Fixed defensive installations still have a value into today's world.  A mistake often made by amateurs is that they believe such works are intended to stop offensive thrusts from an enemy force.  They are actually intended to channel such thrusts, forcing them to move into what are effectively "killing grounds" for the defender, where they can be contained and destroyed, usually through counter-attack by mobile forces.

The Israelis used such channelling defensive works on the Golan Heights in 1973 against Syria.  While the Moroccans were very successful in using such defensive works against Guerrillas in the Western Sahara in the 1980s.

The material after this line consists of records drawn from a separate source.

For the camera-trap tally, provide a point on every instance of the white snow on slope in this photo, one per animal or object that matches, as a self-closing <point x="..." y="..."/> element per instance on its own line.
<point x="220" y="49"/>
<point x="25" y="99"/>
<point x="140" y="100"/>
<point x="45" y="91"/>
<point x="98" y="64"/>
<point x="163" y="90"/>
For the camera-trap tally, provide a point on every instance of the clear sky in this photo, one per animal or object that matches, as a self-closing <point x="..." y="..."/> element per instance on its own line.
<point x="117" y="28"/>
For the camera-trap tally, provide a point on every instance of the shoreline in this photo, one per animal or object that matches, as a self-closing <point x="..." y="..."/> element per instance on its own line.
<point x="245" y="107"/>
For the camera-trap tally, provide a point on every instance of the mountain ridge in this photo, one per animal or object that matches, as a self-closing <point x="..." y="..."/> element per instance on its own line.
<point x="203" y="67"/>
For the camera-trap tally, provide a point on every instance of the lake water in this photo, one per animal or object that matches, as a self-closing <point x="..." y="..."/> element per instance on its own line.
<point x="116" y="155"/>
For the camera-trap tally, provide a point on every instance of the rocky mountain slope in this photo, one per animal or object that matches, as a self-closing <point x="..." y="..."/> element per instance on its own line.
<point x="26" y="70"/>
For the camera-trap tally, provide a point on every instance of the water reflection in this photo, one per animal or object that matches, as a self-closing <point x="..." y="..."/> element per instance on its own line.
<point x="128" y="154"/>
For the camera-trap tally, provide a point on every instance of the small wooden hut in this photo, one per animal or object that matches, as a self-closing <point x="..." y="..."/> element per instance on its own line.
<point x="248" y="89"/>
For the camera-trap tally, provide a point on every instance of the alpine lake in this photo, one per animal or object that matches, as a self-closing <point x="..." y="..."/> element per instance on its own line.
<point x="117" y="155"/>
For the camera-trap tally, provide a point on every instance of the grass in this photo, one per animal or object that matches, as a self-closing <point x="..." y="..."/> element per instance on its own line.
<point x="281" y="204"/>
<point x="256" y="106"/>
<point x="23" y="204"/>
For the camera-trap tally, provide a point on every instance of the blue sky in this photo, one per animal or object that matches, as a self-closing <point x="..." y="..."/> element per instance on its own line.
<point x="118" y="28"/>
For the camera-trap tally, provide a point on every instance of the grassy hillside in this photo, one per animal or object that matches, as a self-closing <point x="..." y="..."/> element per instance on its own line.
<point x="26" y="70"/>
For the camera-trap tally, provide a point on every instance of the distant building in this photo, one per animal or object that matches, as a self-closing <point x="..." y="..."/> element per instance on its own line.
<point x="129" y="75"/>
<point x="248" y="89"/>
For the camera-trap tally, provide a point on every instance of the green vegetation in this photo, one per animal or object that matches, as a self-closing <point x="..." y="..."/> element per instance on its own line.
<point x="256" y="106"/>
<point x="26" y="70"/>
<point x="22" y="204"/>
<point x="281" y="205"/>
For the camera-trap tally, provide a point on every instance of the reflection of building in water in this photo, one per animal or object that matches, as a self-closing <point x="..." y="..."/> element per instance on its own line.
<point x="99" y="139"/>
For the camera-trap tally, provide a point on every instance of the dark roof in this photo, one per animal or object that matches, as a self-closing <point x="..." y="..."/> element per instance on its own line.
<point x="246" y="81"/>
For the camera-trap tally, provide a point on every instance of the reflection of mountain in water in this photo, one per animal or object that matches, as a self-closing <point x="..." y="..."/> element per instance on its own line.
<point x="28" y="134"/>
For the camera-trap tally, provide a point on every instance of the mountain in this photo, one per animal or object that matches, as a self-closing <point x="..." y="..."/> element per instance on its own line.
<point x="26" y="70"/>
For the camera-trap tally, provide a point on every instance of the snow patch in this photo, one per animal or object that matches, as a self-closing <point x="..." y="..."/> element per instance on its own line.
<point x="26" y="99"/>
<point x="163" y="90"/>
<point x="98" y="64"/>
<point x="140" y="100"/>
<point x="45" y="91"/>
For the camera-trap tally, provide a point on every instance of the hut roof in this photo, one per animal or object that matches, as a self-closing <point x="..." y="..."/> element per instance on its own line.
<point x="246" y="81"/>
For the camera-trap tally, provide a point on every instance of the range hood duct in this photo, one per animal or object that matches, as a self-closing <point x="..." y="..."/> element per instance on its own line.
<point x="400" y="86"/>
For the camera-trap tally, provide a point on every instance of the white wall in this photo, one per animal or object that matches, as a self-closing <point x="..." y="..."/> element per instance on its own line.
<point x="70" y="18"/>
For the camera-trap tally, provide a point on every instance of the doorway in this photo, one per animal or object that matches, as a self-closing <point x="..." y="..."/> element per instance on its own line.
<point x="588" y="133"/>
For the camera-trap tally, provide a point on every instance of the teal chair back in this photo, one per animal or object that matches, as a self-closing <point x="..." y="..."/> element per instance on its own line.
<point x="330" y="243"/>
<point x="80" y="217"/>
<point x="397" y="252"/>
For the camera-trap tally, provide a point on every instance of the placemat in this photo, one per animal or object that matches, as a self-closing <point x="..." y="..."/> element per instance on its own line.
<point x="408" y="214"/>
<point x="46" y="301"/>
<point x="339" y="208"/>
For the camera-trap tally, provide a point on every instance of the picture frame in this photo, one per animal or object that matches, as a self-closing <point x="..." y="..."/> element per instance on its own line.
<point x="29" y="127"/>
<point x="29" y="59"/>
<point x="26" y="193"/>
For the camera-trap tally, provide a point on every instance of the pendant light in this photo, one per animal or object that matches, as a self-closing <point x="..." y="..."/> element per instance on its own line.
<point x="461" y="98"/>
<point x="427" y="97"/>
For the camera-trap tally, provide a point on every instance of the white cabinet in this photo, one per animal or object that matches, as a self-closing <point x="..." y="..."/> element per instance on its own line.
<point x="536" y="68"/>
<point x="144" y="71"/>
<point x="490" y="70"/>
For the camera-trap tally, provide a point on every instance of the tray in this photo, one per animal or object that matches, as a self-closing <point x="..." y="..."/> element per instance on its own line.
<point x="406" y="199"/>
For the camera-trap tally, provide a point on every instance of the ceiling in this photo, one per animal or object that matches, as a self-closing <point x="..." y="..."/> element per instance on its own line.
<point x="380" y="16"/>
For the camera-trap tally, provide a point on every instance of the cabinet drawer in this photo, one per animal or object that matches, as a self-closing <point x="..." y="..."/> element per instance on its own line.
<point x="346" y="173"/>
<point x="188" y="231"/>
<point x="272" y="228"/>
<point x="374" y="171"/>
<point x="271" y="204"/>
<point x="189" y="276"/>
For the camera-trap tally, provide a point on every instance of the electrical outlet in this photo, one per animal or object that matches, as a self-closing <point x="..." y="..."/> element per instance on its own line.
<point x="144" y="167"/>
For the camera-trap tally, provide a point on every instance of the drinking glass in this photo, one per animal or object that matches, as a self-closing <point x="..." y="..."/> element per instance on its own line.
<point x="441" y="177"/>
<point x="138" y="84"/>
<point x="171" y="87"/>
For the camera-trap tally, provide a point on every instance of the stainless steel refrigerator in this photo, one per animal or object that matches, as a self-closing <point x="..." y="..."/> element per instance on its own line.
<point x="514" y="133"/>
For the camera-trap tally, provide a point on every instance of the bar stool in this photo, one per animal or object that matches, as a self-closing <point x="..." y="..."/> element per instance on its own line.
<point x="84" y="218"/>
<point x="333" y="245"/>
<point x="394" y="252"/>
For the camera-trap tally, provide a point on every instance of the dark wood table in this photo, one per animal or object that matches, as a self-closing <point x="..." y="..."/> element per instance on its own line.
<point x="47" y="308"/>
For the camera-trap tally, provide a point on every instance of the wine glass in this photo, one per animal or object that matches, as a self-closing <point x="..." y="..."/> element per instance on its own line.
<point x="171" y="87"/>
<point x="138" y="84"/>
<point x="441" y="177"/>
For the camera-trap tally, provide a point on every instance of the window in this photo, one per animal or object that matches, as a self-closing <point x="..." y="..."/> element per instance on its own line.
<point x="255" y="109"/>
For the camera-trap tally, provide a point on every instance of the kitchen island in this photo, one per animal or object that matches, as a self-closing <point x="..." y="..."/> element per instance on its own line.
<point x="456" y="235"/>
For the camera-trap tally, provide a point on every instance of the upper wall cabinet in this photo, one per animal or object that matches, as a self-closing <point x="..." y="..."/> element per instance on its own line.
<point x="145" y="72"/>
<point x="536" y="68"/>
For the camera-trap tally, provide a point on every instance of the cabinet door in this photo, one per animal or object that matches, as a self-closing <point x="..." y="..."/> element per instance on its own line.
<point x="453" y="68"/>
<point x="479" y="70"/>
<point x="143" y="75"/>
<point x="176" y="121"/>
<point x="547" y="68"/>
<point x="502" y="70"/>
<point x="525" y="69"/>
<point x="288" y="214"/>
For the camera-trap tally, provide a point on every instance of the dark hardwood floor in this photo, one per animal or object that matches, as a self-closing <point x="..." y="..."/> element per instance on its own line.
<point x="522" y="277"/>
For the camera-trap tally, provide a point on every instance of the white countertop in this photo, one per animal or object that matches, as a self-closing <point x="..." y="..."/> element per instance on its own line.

The Iraqis used such defensive works in the Iran-Iraq war, against the Iranians.  If used intelligently, they can be effective.  If not used intelligently, they end up being a disaster, as the French found in 1940 and the Iraqis in 1991.    The Maginot line was not, as is usually contested a failure.  It effectively channelled the Germans into attacking the low countries.  The French problem was that government penny-pinching (and deliberate misunderstanding of the purpose of the line) meant that the mobile, armoured forces which were to be deployed behind the line to counter any outflanking manoeuvres or breakthroughs were not created in sufficient strength to counter the German forces.   A similar situation resulted for the Iraqis - they had become too reliant on their fixed defences in the Iran-Iraq war and failed to take note of what their Soviet Advisors had taught them - that they must be ready to counter any flanking or breakthrough by their enemy.

Only the Israelis were successful in using such defensive works because they didn't rely on them but saw them as an adjunct to their mobile manoeuvre forces.  The Moroccans were successful because they used them to channel and contain the movement of insurgents (their campaign in the Western Sahara resembled if anything, the final phases of the 2nd Boer War, where such defensive lines with "blockhouses" connected by telephone and mounting guns and machine guns were so successful at preventing the movement of the Boer Commando columns across the veldt.